Are Postgres functions faster than queries? (a very simple benchmark)

December 18, 2022

Introduction

In my work with Postgres and other databases, I’ve often heard the statement “stored procedures (i.e., functions in Postgres) are faster than queries.”

To be precise, “stored procedure” refers to a Postgres function, defined using the create function command, and executed by passing a string like select * from some_function(...) from the client to the database server. “Query” refers to a standard SQL query (e.g., select * from some_table where id = 10), defined by the client, and executed by passing the literal query string from the client to the database server.

I’m willing to accept that a function is faster than a query if the function avoids passing intermediate results back to the client. There’s an obvious cost to sending bytes over the network, so, all else equal, a function that keeps intermediate results in the database is going to execute faster than multiple queries that pass intermediate results to the client.

However, that’s not really what I’m after. I’m more interesting in answering this question:

Assuming the function and query are executing the same underlying statements and passing the same data back to the client, is the function faster than the query?

In this post, I take a first pass at answering this question based on a very simple benchmark.

Expand for the spoiler!

On this benchmark, the difference between Postgres functions and queries is negligible. I.e., the answer to the title is: not really.

The Benchmark

All the benchmarking code is available in my site-projects repo, but here’s a quick summary.

Database Schema

I created a small blog-style database with two tables for posts and comments.

create table post (
  post_id serial primary key,
  post_uuid uuid unique not null,
  contents text not null,
  created_at timestamp not null,
  updated_at timestamp
);
create table comment (
  comment_id serial primary key,
  comment_uuid uuid unique not null,
  post_id serial references post(post_id),
  contents text not null,
  created_at timestamp not null,
  updated_at timestamp
);
create index comment_post_id_idx on comment(post_id);

I populated the database with 100,000 random posts and 1,000,000 random comments (exactly 10 comments per post).

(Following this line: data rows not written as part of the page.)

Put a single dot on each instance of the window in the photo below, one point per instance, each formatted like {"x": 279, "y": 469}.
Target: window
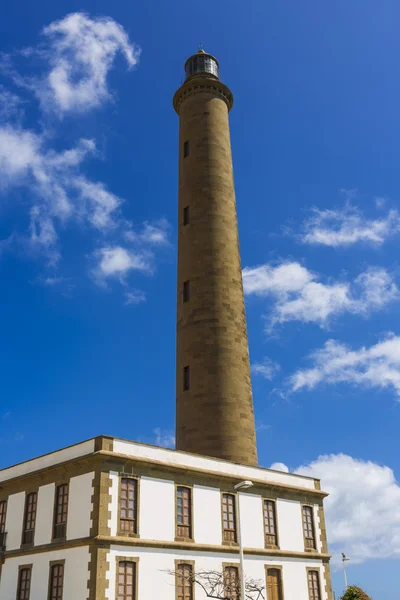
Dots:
{"x": 229, "y": 517}
{"x": 231, "y": 583}
{"x": 126, "y": 580}
{"x": 61, "y": 511}
{"x": 186, "y": 291}
{"x": 184, "y": 582}
{"x": 3, "y": 514}
{"x": 56, "y": 582}
{"x": 183, "y": 512}
{"x": 186, "y": 215}
{"x": 186, "y": 378}
{"x": 308, "y": 527}
{"x": 30, "y": 518}
{"x": 271, "y": 537}
{"x": 24, "y": 583}
{"x": 313, "y": 585}
{"x": 274, "y": 584}
{"x": 128, "y": 506}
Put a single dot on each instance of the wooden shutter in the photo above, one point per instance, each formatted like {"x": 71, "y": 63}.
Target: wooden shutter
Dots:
{"x": 308, "y": 527}
{"x": 183, "y": 512}
{"x": 126, "y": 580}
{"x": 24, "y": 583}
{"x": 313, "y": 585}
{"x": 229, "y": 517}
{"x": 274, "y": 584}
{"x": 56, "y": 582}
{"x": 184, "y": 582}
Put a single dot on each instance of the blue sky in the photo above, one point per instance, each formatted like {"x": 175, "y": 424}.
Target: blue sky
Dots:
{"x": 88, "y": 199}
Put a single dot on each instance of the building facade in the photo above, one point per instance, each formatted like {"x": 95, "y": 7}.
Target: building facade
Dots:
{"x": 118, "y": 520}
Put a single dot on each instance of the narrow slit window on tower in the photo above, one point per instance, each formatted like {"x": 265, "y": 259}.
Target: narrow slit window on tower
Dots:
{"x": 186, "y": 378}
{"x": 186, "y": 215}
{"x": 186, "y": 291}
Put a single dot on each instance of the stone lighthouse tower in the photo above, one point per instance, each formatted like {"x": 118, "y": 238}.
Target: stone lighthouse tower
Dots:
{"x": 214, "y": 400}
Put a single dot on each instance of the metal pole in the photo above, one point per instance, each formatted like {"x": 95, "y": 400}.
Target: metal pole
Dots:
{"x": 242, "y": 580}
{"x": 345, "y": 575}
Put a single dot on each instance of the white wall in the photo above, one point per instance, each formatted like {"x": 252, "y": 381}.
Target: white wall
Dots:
{"x": 155, "y": 582}
{"x": 14, "y": 520}
{"x": 80, "y": 506}
{"x": 157, "y": 509}
{"x": 207, "y": 515}
{"x": 157, "y": 515}
{"x": 210, "y": 464}
{"x": 76, "y": 574}
{"x": 113, "y": 505}
{"x": 290, "y": 525}
{"x": 48, "y": 460}
{"x": 252, "y": 521}
{"x": 44, "y": 514}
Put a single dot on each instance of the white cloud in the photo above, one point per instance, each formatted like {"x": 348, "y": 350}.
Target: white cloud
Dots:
{"x": 56, "y": 187}
{"x": 164, "y": 438}
{"x": 267, "y": 368}
{"x": 297, "y": 295}
{"x": 10, "y": 105}
{"x": 279, "y": 467}
{"x": 80, "y": 51}
{"x": 134, "y": 297}
{"x": 116, "y": 261}
{"x": 347, "y": 226}
{"x": 377, "y": 366}
{"x": 363, "y": 508}
{"x": 153, "y": 234}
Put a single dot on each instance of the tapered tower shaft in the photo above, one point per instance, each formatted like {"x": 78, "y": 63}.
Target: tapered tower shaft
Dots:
{"x": 214, "y": 400}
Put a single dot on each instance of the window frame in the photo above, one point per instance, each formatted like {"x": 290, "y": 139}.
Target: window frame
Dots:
{"x": 307, "y": 545}
{"x": 235, "y": 530}
{"x": 52, "y": 565}
{"x": 266, "y": 543}
{"x": 231, "y": 566}
{"x": 276, "y": 568}
{"x": 186, "y": 563}
{"x": 25, "y": 529}
{"x": 318, "y": 572}
{"x": 3, "y": 515}
{"x": 62, "y": 525}
{"x": 186, "y": 378}
{"x": 122, "y": 533}
{"x": 178, "y": 537}
{"x": 129, "y": 559}
{"x": 186, "y": 291}
{"x": 19, "y": 581}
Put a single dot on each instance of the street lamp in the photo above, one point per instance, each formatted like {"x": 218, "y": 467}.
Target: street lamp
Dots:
{"x": 344, "y": 559}
{"x": 243, "y": 485}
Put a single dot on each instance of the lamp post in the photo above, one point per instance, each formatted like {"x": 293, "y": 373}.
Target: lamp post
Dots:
{"x": 243, "y": 485}
{"x": 344, "y": 559}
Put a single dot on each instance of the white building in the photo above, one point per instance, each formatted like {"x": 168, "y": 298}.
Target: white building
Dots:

For the comparison, I wrote a function and query to count the number of comments for a given post_uuid:

create function comment_count_by_post_uuid(uuid)
returns integer
language sql
parallel safe
returns null on null input
as $$
    select count(comment_id)
    from comment c
    join post p on c.post_id = p.post_id
    where p.post_uuid = $1
$$;

select count(comment_id)
from comment c
join post p on c.post_id = p.post_id
where p.post_uuid = %s::uuid

Benchmarking Scripts

To execute the functions and queries, I wrote a Python script that does the following:

Connects to Postgres using the psycopg2 client library.
Selects all the post UUIDs, sorts them, and keeps them in memory.
If called with arg function, loops over the post UUIDs and runs the function on each UUID.
If called with arg query, loops over the post UUIDs and runs the query on each UUID.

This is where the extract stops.